No. 3: There is little evidence that social media marketing success drives business success. But social is not just a channel. It’s a business disruption that requires a fundamentally different way of looking at how business -- and marketing -- is done. Marketing is still responsible for reach, scale and acquisition, as Augie points out, but what must fundamentally change is how they reach, scale and acquire.

Augie has been around the social world for a long time, so I was surprised that there was no mention of:

  • Community building and leveraging their social networks as the vehicle to programmatically drive reach (and not rely on one-hit wonders.)
  • Social profiling of customers based on their interests. One F50 client of Sprinklr has profiled more than one million people.
  • Marketing’s responsibility to ensure a consistent brand experience and brand voice across every social touchpoint -- giving up control of social touchpoints is short-sighted.
  • Penalties for interrupting social, such as disgruntled customers amplifying their displeasure about your brand, which causes measurable brand damage.

Most importantly, leading organizations that have adapted to social disruption are seeing results. Just look at SAP, Omaha Steaks, Citi or this one.

These orgainizations look at social holistically, not just within a silo. That’s how Beth Comstock, CMO of GE talks about it. And that’s why Microsoft rolled out their social platform of choice to more than 1,000 people.

Healthy Skepticisim?

Perhaps Augie is skeptical that marketers can actually adapt to the new reality that social represents. His belief could be that they are comfortable only:

  • With talking about reach within the context of one-way/broadcast forms.
  • With earned media if it depends on doing something outlandish that would go viral -- instead of making people feel a deeper connection.
  • Showing success within the marketing silo because they don’t want to do the hard work of recognizing how social disrupts traditional business structure.

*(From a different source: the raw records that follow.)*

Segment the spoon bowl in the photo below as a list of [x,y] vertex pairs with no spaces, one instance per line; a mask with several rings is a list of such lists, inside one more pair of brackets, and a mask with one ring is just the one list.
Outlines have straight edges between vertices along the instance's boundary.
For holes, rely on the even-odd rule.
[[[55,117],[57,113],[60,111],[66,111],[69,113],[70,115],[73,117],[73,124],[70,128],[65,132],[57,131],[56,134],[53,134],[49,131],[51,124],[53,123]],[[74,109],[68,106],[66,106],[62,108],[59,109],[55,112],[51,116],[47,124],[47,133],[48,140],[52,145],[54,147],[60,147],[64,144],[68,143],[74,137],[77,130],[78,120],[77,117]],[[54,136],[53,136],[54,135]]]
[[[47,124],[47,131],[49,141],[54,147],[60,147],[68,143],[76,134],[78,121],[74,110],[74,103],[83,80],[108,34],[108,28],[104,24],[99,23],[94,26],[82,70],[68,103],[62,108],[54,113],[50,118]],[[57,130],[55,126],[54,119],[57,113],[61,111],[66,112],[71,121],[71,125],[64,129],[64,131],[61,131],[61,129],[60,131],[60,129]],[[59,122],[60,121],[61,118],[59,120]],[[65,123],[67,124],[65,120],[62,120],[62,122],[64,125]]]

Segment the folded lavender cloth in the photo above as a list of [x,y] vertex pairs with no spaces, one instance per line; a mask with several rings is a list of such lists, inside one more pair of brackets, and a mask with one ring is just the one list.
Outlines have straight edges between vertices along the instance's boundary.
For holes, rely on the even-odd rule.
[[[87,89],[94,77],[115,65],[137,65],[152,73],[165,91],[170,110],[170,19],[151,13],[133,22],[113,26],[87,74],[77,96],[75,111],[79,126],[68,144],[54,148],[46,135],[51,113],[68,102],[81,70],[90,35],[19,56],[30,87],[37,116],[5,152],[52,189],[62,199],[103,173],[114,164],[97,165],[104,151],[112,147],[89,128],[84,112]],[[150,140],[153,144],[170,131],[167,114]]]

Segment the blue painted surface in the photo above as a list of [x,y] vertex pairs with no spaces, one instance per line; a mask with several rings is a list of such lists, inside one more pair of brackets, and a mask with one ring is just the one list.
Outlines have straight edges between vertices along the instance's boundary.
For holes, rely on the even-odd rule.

The reality is that the “The Dunk in the Dark” stuff and the failed copycats aren’t problems with the social platforms. Rather, the platforms are finally telling the brands what they refuse to believe: “You’re thinking of social the wrong way. Your place in social shouldn’t be marketing and push; it should be pulling and supporting conversation.”

Yes, Some Marketers Will Give Up Earned Media… But the Winners Won’t

There is a significant place for Paid Media in 2014, no question. But giving up on Earned Media is only for the weak. The strong marketers will make a change.

The strongest of marketers will benefits from the power of social media by focusing on people and relationships, instead of reaching out anonymously. They will also change their methods, including their guidelines, policies and teamwork, as well as the social relationship infrastructure that underlays all of their functions, teams and divisions.

(And the extreme will go here.)

Without this change, large brands will not be able to keep a unified view of the social customer, ensure that every interaction adds value based on previous interactions, and consistently deliver an experience that makes the customer feel connected.

Those marketers won’t give up on earned media -- and they won't fail either.